Avortement, promesses et menaces pour une victime de Charest

TVA Nouvelles

La sixième victime alléguée de Bertrand Charest, accusé de 57 chefs d'agressions sexuelles sur des adolescentes, a raconté avoir subi un avortement pendant sa relation avec l’entraîneur de ski, mardi, au palais de justice de Saint-Jérôme.

La jeune femme, qui a connu Charest alors qu’elle avait 12 ans, a commencé à avoir des relations sexuelles avec l’homme trois ans plus tard, aux alentours du 15e anniversaire de la skieuse.

«Il ne m’a jamais forcé, j’étais consentente», a-t-elle précisé à la barre.

Des relations sexuelles non protégées, toujours en cachette et à l’insu de tous, ont conduit l’adolescente à remarquer des symptômes de grossesse à l’âge de 15 ou 16 ans.

Dès lors, l’ado a confié avoir appelé Charest, qu’il était venu la chercher à l’école, qu’il l’avait conduite à Montréal pour se faire avorter et qu’il l’avait ensuite ramenée chez ses parents.

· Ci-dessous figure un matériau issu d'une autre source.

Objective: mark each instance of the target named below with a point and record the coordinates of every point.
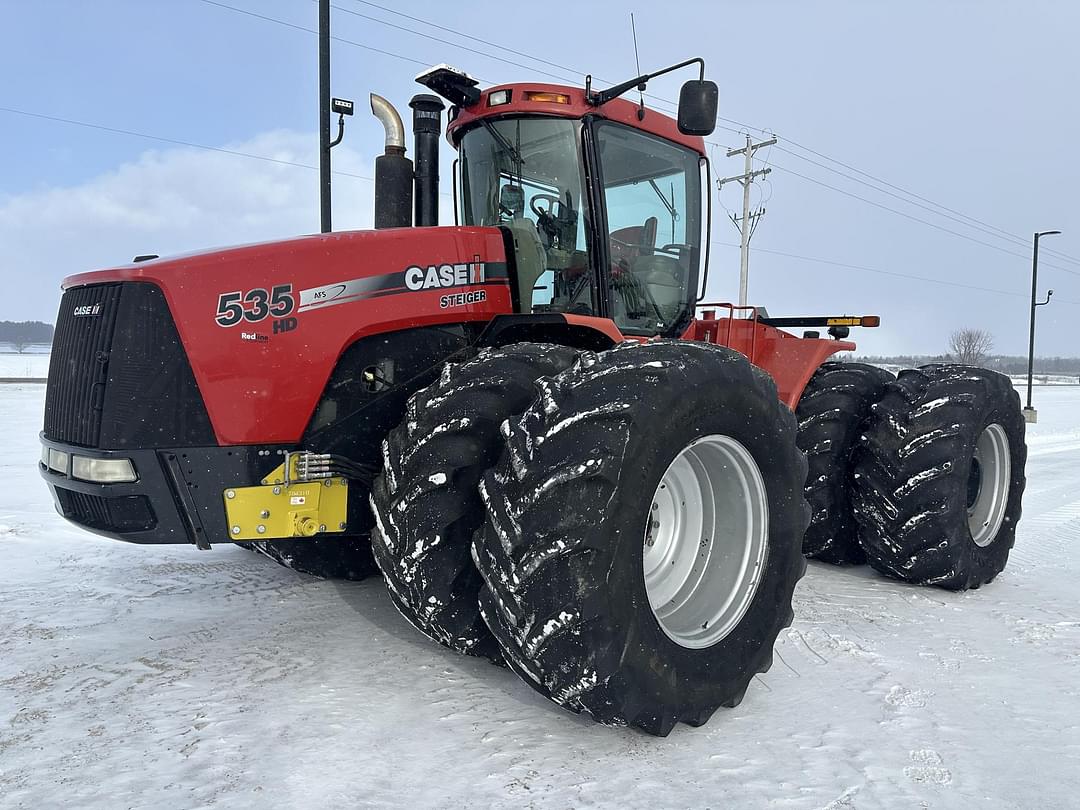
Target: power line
(910, 216)
(312, 30)
(917, 197)
(528, 56)
(437, 39)
(174, 142)
(952, 214)
(879, 271)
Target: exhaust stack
(393, 171)
(427, 126)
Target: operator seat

Selon la jeune femme, Charest lui aurait ensuite fourni une prescription pour une pilule contraceptive.

Des promesses

Tout a commencé alors que l'adolescente avait 14 ans. Lors d'un voyage de ski en Italie, elle et Charest auraient échangé un premier baiser.

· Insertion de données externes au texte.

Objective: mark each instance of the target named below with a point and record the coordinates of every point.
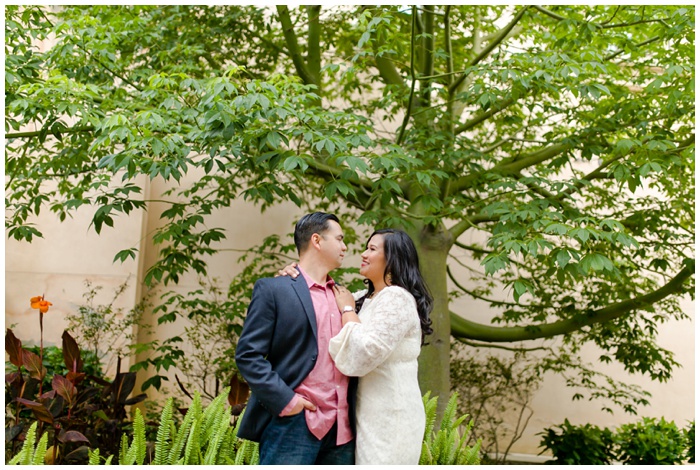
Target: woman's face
(373, 261)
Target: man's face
(332, 245)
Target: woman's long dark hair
(402, 266)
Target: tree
(554, 145)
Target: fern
(40, 452)
(122, 450)
(192, 456)
(447, 446)
(219, 424)
(164, 433)
(31, 453)
(183, 432)
(136, 452)
(94, 457)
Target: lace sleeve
(360, 347)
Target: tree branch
(314, 45)
(293, 45)
(30, 134)
(463, 328)
(502, 35)
(407, 117)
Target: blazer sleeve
(254, 347)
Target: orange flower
(35, 301)
(40, 303)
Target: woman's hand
(289, 270)
(343, 297)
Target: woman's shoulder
(397, 292)
(358, 295)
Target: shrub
(579, 445)
(651, 442)
(74, 411)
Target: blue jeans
(288, 441)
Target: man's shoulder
(278, 281)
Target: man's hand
(301, 405)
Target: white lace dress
(383, 351)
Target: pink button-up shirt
(325, 386)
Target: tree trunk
(434, 361)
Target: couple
(303, 346)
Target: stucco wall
(71, 252)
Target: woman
(380, 344)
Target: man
(300, 409)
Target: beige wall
(71, 252)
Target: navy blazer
(277, 349)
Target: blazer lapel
(302, 290)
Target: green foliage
(76, 410)
(496, 392)
(690, 438)
(103, 329)
(447, 445)
(205, 437)
(579, 445)
(559, 141)
(30, 454)
(651, 442)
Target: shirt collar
(310, 282)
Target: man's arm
(254, 346)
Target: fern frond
(139, 441)
(220, 425)
(430, 405)
(450, 413)
(124, 451)
(180, 437)
(211, 415)
(164, 433)
(192, 448)
(24, 456)
(426, 457)
(40, 452)
(94, 457)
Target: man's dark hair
(316, 222)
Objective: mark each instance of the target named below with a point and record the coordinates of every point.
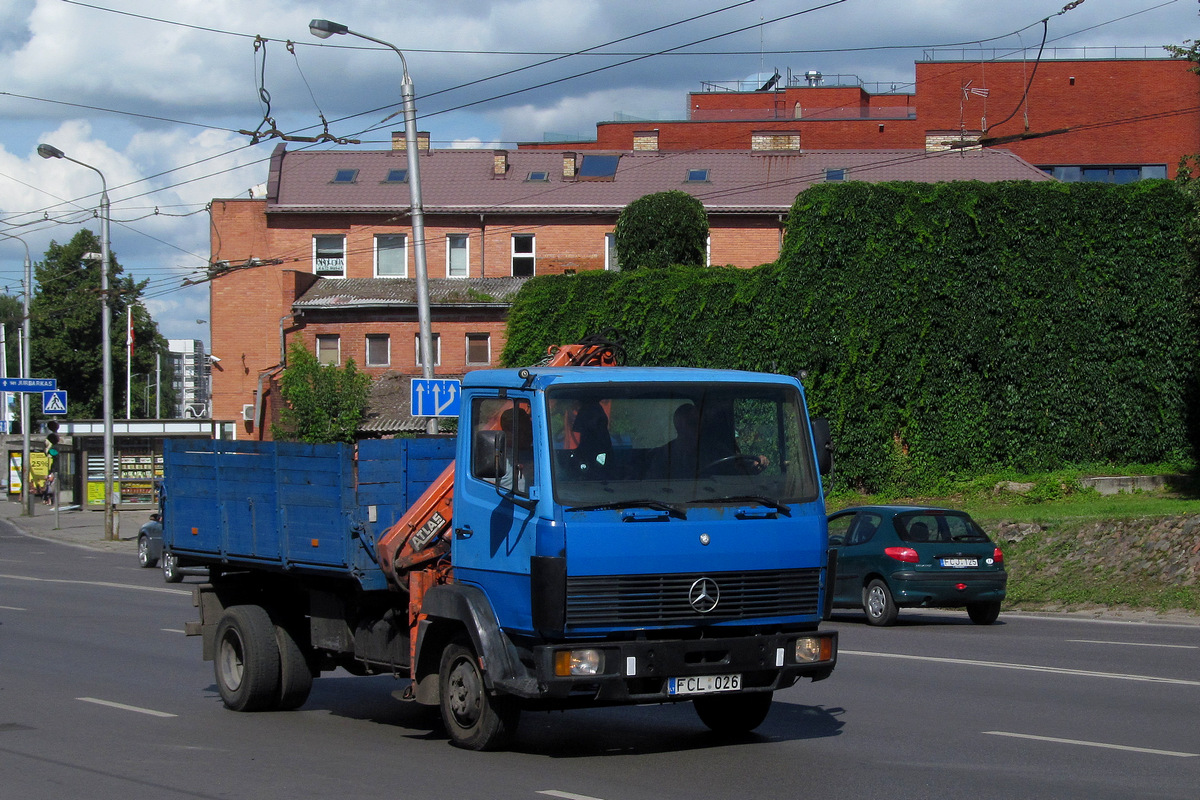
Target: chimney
(399, 143)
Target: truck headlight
(810, 649)
(579, 662)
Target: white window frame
(316, 266)
(403, 250)
(337, 349)
(611, 263)
(387, 347)
(437, 349)
(487, 342)
(466, 251)
(514, 256)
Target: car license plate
(703, 684)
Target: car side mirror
(822, 440)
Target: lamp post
(324, 29)
(27, 497)
(51, 151)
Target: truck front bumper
(641, 671)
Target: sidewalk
(78, 528)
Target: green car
(897, 557)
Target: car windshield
(621, 444)
(939, 527)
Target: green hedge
(946, 329)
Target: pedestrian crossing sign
(54, 402)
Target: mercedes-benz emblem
(705, 595)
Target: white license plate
(703, 684)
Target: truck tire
(473, 719)
(247, 659)
(733, 714)
(295, 675)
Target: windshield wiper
(751, 498)
(658, 505)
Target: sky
(163, 96)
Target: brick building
(325, 257)
(1111, 119)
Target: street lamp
(324, 29)
(27, 497)
(51, 151)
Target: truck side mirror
(823, 443)
(487, 455)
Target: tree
(661, 229)
(324, 403)
(65, 324)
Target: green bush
(661, 229)
(945, 329)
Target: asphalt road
(101, 696)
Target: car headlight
(579, 662)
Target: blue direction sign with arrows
(436, 397)
(28, 384)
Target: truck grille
(649, 600)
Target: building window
(391, 256)
(522, 256)
(329, 256)
(457, 256)
(479, 348)
(1113, 174)
(437, 349)
(610, 253)
(329, 348)
(378, 349)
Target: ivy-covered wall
(946, 329)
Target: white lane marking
(99, 583)
(1138, 644)
(1092, 744)
(1001, 665)
(123, 707)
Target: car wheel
(877, 602)
(246, 662)
(144, 558)
(733, 714)
(171, 571)
(473, 719)
(295, 675)
(984, 613)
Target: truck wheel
(473, 719)
(295, 675)
(984, 613)
(171, 571)
(247, 659)
(881, 608)
(144, 558)
(732, 714)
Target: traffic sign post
(436, 397)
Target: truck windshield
(679, 444)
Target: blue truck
(588, 537)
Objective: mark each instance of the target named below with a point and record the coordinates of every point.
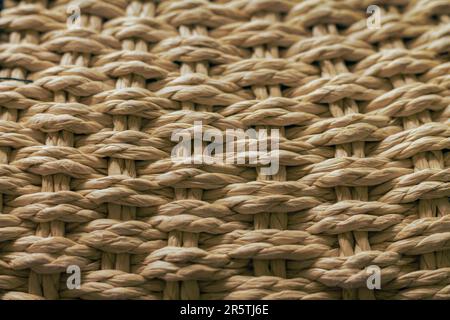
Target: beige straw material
(87, 113)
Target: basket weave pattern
(86, 176)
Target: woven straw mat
(89, 104)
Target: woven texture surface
(86, 176)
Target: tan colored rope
(87, 179)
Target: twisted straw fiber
(86, 176)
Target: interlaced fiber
(87, 179)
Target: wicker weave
(86, 176)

Bertrand Charest aurait plus tard dit à la sixième victime alléguée qu’elle était la femme de sa vie et qu’ils auraient des enfants un jour ensemble, a-t-on appris lors du procès.

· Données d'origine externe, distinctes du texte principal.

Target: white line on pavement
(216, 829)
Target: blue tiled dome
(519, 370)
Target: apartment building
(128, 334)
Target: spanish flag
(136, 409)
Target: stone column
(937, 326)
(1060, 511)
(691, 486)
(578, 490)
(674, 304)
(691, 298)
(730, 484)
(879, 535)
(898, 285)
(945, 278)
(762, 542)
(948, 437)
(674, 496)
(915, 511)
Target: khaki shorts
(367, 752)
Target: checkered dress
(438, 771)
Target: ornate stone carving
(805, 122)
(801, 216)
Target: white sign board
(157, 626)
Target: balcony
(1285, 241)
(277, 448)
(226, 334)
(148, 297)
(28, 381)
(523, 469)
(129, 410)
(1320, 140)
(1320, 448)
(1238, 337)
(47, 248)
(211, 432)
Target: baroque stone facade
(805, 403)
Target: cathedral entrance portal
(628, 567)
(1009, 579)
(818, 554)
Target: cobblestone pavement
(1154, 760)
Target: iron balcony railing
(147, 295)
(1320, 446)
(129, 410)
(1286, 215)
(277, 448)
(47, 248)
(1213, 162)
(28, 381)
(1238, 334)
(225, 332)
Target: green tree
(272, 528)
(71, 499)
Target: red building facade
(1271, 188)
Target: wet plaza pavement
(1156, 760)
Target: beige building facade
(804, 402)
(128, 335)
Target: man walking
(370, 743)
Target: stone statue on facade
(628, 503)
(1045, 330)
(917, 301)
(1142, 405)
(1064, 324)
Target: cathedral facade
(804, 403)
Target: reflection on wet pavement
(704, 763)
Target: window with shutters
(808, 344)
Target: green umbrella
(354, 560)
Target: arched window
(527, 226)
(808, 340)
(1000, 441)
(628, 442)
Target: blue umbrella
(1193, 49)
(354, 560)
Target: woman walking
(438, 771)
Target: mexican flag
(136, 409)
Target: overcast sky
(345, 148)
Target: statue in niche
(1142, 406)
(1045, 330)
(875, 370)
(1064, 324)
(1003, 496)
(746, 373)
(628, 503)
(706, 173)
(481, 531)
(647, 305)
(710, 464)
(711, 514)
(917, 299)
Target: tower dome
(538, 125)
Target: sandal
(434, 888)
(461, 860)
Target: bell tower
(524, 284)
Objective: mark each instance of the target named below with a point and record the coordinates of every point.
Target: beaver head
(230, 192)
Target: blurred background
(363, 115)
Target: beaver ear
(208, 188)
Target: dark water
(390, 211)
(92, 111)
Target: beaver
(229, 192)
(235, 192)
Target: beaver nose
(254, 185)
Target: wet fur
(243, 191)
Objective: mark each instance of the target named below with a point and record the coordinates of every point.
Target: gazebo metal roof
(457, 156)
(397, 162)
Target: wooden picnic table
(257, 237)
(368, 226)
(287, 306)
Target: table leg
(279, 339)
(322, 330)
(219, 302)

L’adolescente, qui a décidé d’arrêter complètement le ski à 16 ans, a confié qu’elle n’était pas bien dans sa peau à cette époque, mais qu’elle voulait être avec son entraîneur.

Des menaces

La jeune femme a raconté qu’elle avait été menacée par Charest pendant qu’ils entretenaient leur relation intime.

«Si quelqu’un apprend ça, je vais aller en prison», aurait dit l’entraîneur de ski à l’adolescente, selon son témoignage.

La sixième victime alléguée a parlé de son avortement pour la première fois il y a seulement deux ans.

Elle soutient avoir eu besoin d’aide psychologique après sa relation amoureuse avec Bertrand Charest. La jeune femme dit avoir souffert de manque de confiance en elle et avoir eu des pensées suicidaires.

Bertrand Charest fait face à 57 chefs d'accusation impliquant 12 victimes mineures.

Charest a été entraîneur pour des équipes provinciales de ski alpin au début des années 1990, avant d'être nommé pour mener l'équipe junior féminine canadienne en 1995.

Au moment de son arrestation en mars 2015, il était entraîneur de ski au mont Blanc, à Saint-Faustin-Lac-Carré, dans les Laurentides.